Human Rights Watch (HRW) on Tuesday reported on threats to basic rights posed by China’s new cybercrime bill, and urged the concerned governments to press China to scrap the draft law.

China’s Ministry of Public Security published the proposed Draft Law on Cybercrime Prevention and Control in January, and while it addresses legitimate concernscriminal online activities, fraud, child pornography, and illicit financial transactions—it also threatens “internationally protected rights to privacy, freedom of expression, and access to information,” HRW found.

HRW China researcher Yalkun Uluyol noted that the bill would provide China’s government with authority to expand and tighten social controls within its borders and beyond. Uluyol emphasized how the proposed legislation threatens online anonymity, free speech, and access to information. The researcher said many offenses in the bill are vaguely phrased, including phrases such as “disrupting the real-name management system,” “harming national security,” and “disrupting online order.” HRW argued that lack of specificity creates a possibility of punishing legitimate online speech and activities. 

The bill would also consolidate and reinforce China’s real-name registration requirement across telecommunication, internet, and banking systems services, limiting anonymous expression. Provisions threaten to criminalize legitimate activities of journalists, human rights defenders, and security researchers by prohibiting publication of “information that goes against social order.”

The new “abusive cybercrime regime” would also extend to citizens abroad as well as foreign individuals and organizations that provide internet service to users in China. The draft law would allow authorities to freeze funding and investments of foreign entities that produce or disseminate information that harms state interests or bar them from entering the nation.

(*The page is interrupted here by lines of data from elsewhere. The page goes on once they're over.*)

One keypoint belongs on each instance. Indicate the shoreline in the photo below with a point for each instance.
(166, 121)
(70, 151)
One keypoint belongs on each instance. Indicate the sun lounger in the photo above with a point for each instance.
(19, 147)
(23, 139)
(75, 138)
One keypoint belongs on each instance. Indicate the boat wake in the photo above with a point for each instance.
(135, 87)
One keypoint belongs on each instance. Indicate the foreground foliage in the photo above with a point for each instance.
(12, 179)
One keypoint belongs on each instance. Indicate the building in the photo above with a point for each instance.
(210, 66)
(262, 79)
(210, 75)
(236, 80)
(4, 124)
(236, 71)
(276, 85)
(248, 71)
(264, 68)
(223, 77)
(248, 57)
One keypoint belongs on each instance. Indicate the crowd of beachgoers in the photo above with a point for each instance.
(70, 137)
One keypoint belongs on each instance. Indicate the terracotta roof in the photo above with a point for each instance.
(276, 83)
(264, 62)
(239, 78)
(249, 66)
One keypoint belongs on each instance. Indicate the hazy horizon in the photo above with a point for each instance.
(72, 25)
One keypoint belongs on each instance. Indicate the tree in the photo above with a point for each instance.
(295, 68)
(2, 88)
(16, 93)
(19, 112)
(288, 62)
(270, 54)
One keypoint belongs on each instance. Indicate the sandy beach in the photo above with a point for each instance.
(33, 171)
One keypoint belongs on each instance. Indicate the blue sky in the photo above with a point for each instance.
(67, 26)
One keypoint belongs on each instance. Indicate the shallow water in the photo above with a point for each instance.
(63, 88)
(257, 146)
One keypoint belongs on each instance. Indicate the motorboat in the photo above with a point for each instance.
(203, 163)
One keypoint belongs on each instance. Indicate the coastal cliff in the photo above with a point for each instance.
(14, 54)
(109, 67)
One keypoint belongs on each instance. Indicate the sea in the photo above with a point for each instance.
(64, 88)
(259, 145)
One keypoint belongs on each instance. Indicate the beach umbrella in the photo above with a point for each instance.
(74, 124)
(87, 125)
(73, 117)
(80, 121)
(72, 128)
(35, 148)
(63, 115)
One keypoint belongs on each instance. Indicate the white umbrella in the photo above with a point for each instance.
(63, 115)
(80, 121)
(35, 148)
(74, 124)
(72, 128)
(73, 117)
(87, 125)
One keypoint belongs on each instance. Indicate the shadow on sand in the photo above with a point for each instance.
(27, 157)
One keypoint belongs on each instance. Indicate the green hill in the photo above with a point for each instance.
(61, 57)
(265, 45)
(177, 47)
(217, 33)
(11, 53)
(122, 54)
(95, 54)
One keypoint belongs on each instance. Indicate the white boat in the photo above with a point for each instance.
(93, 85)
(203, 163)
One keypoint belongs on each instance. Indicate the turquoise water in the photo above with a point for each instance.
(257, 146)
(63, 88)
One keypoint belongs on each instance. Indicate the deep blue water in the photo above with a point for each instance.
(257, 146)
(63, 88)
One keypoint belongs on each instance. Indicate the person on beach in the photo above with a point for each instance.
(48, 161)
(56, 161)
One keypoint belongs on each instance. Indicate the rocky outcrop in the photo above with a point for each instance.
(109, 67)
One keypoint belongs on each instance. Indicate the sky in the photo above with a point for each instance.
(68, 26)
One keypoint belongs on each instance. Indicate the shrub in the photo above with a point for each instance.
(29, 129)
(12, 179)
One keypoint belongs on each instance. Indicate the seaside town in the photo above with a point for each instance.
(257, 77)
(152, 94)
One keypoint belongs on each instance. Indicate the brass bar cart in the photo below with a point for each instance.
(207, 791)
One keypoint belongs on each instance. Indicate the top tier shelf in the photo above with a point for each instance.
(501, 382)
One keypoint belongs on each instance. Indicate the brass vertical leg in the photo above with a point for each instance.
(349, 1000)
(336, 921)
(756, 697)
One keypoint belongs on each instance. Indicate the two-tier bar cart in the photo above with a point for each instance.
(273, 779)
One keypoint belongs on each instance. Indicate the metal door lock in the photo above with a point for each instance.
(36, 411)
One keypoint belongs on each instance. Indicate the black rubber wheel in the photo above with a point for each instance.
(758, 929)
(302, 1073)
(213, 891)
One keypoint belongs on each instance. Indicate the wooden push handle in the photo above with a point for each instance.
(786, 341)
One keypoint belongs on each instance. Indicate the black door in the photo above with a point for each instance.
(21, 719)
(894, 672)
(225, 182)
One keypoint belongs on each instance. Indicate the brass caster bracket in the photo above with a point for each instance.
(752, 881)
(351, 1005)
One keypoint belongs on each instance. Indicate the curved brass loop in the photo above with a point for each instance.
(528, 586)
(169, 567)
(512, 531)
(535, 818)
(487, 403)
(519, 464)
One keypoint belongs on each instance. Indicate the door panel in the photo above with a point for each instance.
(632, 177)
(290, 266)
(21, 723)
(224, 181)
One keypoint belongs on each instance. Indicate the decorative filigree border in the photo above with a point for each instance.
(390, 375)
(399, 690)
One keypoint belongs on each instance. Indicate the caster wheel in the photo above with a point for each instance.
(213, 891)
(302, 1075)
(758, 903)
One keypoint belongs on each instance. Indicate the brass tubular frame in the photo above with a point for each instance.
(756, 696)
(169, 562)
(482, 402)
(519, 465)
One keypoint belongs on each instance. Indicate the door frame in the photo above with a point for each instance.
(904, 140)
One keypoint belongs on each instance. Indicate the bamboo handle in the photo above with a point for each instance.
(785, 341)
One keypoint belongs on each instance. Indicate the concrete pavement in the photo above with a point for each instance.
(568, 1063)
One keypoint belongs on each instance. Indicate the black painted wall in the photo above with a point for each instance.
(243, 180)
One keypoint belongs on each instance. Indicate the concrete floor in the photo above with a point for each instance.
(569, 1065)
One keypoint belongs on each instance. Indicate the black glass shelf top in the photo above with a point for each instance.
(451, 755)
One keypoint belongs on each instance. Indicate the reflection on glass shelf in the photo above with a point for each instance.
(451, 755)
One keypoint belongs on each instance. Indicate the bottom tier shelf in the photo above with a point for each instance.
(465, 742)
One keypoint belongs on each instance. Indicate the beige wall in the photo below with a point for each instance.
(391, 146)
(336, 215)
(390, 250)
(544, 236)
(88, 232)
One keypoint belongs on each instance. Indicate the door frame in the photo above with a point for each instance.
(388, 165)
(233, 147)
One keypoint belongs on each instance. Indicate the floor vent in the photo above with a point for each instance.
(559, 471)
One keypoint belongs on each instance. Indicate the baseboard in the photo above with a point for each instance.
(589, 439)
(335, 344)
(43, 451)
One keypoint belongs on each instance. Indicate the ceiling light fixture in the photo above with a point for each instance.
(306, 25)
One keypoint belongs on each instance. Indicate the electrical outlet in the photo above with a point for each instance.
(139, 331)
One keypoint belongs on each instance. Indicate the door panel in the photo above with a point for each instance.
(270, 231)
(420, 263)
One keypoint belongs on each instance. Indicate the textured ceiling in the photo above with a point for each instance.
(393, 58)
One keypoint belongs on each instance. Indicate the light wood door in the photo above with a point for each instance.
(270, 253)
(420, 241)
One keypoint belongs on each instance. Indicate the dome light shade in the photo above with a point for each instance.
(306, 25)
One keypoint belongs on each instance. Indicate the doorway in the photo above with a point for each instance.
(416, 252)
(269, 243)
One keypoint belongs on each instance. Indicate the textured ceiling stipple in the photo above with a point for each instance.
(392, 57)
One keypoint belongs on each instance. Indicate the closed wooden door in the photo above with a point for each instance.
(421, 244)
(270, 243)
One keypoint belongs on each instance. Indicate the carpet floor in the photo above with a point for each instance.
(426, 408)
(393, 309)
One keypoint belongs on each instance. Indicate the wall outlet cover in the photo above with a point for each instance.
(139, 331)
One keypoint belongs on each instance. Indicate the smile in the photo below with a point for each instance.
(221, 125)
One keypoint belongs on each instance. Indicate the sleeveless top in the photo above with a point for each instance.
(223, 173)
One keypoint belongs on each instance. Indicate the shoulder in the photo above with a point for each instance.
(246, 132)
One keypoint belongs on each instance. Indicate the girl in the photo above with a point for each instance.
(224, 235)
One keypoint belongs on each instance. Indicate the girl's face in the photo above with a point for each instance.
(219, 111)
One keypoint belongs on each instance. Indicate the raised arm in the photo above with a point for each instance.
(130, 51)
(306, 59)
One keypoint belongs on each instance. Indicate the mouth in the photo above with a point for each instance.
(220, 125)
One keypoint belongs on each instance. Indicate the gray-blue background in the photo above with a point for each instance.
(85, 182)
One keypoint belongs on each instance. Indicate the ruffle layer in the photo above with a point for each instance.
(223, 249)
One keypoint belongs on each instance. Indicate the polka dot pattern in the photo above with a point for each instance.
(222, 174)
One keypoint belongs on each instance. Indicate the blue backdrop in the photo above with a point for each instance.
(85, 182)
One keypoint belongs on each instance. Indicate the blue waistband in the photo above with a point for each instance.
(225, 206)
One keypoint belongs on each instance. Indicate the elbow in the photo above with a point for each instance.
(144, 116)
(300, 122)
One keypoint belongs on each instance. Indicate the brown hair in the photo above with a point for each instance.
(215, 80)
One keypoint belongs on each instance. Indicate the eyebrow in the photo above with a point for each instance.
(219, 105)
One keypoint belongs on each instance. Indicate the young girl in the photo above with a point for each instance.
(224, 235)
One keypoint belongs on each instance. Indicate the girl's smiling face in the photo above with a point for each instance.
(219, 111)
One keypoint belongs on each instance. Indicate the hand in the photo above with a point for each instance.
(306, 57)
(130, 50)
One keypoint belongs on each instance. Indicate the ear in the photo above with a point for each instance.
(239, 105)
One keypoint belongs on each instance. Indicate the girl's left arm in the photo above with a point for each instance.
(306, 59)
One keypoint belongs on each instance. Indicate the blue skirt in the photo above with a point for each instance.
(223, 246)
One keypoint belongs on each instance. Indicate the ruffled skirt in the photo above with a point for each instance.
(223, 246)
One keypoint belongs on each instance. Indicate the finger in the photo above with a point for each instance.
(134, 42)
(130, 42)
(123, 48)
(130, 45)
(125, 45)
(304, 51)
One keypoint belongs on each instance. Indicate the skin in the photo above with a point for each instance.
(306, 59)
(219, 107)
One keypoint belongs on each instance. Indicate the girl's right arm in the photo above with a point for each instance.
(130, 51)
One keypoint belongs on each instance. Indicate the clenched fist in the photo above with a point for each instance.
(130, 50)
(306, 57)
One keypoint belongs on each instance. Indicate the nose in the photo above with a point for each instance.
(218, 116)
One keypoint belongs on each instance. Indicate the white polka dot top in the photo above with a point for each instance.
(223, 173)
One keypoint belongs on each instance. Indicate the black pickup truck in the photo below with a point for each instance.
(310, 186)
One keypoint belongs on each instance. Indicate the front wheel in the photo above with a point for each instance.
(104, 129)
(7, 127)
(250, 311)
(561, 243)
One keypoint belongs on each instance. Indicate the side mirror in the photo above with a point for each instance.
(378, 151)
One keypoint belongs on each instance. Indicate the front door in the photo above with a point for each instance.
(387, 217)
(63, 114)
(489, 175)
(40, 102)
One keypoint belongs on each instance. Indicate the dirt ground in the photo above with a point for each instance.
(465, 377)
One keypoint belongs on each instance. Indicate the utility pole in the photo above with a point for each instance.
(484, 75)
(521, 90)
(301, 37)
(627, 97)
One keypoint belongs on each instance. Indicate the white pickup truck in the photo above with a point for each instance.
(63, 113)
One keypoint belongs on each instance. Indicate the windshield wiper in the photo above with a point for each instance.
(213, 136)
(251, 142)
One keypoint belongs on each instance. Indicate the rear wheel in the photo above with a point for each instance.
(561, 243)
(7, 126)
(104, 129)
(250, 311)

Earlier this month, China adopted a Law on Promoting Ethnic Unity and Progress that requires “people of all ethnicities, all state organs and armed forces, all political parties and social groups, enterprises, institutions, and organizations [to prioritize] a strong sense of the community of the Chinese people.” HRW spoke out against the new legislation, criticizing the forced assimilation of the 55 recognized minority groups in China.